The original National Guard Memorial building opened in 1959 in the same location—One Massachusetts Ave., N.W.—as the current building. Before that, NGAUS was headquartered in a number of other locations around the city. Planning, fundraising and construction for the first memorial took more than five years. Features of the 1959 building included the 400-person Ellard A. Walsh Auditorium, the Milton A. Reckord Memorial Lounge and a library located on the second floor.
The dedication of the original building was a momentous occasion. More than 1,400 Guardsmen attended, many of them dressed in ceremonial uniforms to represent and pay homage to historical campaigns and events. Former U.S. President and National Guard Captain Harry S Truman delivered the dedicatory address, and current U.S. President Dwight Eisenhower sent a letter of congratulations, writing, “Your new building, symbolizing as it does the strength and eager readiness of the Guard, will serve not alone as a useful material structure but also will be a lasting reminder of the spirit of free men.”

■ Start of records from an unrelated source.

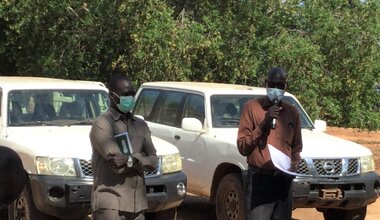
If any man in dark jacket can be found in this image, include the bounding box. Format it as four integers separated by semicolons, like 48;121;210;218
90;76;157;220
237;67;302;220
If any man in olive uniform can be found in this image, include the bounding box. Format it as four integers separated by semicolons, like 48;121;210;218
90;76;157;220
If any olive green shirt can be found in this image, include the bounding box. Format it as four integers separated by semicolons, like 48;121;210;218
90;108;157;212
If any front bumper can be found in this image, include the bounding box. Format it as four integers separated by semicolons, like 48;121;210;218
293;172;380;209
145;172;187;212
30;172;187;218
29;175;92;218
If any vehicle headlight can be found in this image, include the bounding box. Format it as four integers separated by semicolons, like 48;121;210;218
161;153;182;174
36;157;76;176
360;155;375;173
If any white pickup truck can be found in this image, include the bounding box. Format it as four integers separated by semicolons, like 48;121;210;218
0;77;186;220
133;82;380;220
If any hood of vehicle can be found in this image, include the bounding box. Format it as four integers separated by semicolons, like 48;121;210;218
212;128;372;158
301;129;372;158
152;136;179;155
7;126;92;160
7;126;179;160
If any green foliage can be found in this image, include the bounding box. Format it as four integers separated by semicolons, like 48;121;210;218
0;0;380;130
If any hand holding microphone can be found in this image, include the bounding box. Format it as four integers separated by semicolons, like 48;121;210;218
269;99;280;129
260;102;280;131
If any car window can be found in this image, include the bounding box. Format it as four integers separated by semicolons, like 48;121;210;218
8;90;109;126
154;91;186;127
133;89;162;121
211;95;313;129
183;94;205;125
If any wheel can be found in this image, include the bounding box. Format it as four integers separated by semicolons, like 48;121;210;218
215;173;245;220
323;206;367;220
8;186;52;220
145;208;177;220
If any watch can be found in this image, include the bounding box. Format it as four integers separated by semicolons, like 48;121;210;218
127;156;133;167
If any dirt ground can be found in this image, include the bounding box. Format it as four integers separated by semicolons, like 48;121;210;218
177;127;380;220
292;127;380;220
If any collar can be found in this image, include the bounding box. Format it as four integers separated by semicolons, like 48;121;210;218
260;96;282;108
109;107;135;121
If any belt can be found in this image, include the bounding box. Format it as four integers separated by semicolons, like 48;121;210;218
248;165;285;176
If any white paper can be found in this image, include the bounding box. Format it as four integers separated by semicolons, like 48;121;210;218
268;144;298;176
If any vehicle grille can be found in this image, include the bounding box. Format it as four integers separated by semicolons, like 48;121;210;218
79;159;161;178
297;158;360;177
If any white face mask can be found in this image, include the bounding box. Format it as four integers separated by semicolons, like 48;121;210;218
267;88;285;102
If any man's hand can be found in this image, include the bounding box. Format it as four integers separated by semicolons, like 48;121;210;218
107;153;138;169
288;162;298;173
260;105;280;131
107;153;128;169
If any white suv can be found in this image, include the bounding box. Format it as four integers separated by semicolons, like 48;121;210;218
133;82;380;220
0;77;186;220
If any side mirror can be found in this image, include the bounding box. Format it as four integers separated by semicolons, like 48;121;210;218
181;118;203;132
134;115;145;121
314;120;327;132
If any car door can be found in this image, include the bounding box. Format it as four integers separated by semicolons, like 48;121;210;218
173;93;212;194
133;89;186;150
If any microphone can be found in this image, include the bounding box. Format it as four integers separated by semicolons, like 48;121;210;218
272;99;278;129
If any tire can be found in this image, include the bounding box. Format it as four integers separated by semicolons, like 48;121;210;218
323;206;367;220
145;208;177;220
215;173;245;220
8;186;53;220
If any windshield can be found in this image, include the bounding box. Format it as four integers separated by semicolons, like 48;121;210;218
211;95;314;129
8;90;109;126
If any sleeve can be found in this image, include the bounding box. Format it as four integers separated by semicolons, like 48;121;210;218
292;110;302;163
132;124;157;171
237;102;263;156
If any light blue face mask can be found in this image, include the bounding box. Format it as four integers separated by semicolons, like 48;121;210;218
116;96;135;113
267;88;285;102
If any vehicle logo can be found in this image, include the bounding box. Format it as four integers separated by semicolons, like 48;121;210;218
322;161;335;174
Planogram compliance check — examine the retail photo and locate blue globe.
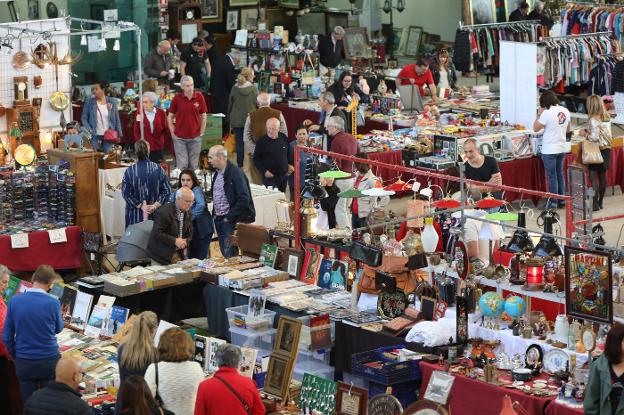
[505,295,526,318]
[479,291,505,317]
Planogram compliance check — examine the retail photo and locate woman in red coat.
[134,91,171,163]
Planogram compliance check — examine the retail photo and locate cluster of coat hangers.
[459,20,541,30]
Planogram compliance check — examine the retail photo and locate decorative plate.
[524,344,544,367]
[544,349,568,373]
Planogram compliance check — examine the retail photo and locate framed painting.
[405,26,423,57]
[469,0,496,24]
[343,27,368,59]
[230,0,258,7]
[277,0,299,9]
[565,246,613,324]
[201,0,223,23]
[264,354,293,399]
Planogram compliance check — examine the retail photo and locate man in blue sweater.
[2,265,63,402]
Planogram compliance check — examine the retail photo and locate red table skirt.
[419,362,553,415]
[0,226,83,271]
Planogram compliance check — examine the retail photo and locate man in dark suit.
[208,145,256,258]
[210,52,240,135]
[319,26,345,68]
[147,187,195,265]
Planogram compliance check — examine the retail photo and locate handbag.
[582,140,604,164]
[154,362,175,415]
[215,375,251,414]
[95,103,121,144]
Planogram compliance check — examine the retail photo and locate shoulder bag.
[154,362,175,415]
[215,375,251,414]
[582,140,604,164]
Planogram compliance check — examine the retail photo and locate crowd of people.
[0,266,265,415]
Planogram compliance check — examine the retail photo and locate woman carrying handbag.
[580,95,613,212]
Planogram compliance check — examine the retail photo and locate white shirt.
[95,102,110,135]
[538,105,570,154]
[438,66,451,89]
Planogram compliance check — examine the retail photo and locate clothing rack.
[459,20,541,30]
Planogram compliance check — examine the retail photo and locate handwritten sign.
[48,228,67,244]
[11,233,29,249]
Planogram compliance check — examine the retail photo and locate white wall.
[327,0,462,42]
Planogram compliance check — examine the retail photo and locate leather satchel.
[582,140,604,164]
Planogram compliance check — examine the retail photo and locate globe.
[505,295,526,318]
[479,291,505,317]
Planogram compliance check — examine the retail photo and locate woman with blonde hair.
[227,67,258,167]
[580,95,613,211]
[115,311,158,413]
[145,327,204,415]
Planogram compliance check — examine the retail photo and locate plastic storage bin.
[230,327,276,356]
[351,345,420,385]
[298,316,336,350]
[225,305,275,331]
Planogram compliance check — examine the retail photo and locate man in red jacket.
[327,117,359,228]
[195,344,266,415]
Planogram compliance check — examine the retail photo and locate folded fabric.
[405,318,455,347]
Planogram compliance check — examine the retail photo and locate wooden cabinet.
[48,149,101,232]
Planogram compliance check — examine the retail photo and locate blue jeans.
[91,135,113,154]
[214,216,238,258]
[15,355,61,402]
[542,153,565,207]
[232,127,245,168]
[189,211,214,259]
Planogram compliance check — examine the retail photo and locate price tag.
[11,233,28,249]
[48,228,67,244]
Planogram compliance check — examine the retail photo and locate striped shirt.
[212,172,230,216]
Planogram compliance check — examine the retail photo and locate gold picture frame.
[264,353,294,400]
[273,316,302,357]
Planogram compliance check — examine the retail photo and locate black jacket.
[430,61,457,89]
[210,55,236,100]
[24,381,93,415]
[210,161,256,223]
[147,202,193,265]
[319,34,344,68]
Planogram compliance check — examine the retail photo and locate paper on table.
[11,233,29,249]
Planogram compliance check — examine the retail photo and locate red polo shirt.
[397,63,435,96]
[169,91,208,139]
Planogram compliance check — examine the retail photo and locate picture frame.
[336,382,368,415]
[343,27,368,59]
[468,0,496,24]
[282,248,304,278]
[225,9,238,30]
[565,246,613,324]
[240,7,259,30]
[404,26,424,57]
[277,0,299,9]
[273,316,302,356]
[230,0,258,7]
[264,353,293,399]
[201,0,223,23]
[424,370,455,405]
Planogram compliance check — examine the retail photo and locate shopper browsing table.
[464,138,503,199]
[2,265,63,402]
[533,91,570,209]
[143,40,171,84]
[397,57,438,103]
[195,344,266,415]
[121,140,171,228]
[253,118,294,192]
[147,187,195,265]
[208,145,256,258]
[168,75,208,170]
[24,357,93,415]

The original building stood until the late 1980s, when it was demolished to make room for the construction of a brand new memorial at the same address. NGAUS staff members temporarily relocated to the D.C. Armory until the new building opened in 1991, 27 months after construction began.
Two notable parts of the building were missing when it first opened—the Minuteman statue currently standing in the entrance and the National Guard Memorial Museum. The statue, sculpted at the same time that Air and Army Guardsmen were being deployed for duty during the Gulf War, would be installed shortly after the initial opening. Notably, the sculptor left the Minuteman’s left hand off of the plow, signifying his readiness to go to battle in service of his country. The museum became part of the memorial building in 2003 after a massive fundraising effort, and it has expanded since then to encompass the past 377 years of Guard history.
Twenty-two years after its dedication, the National Guard Memorial building continues to stand as a testament to the Guard’s historical legacy and its bright future.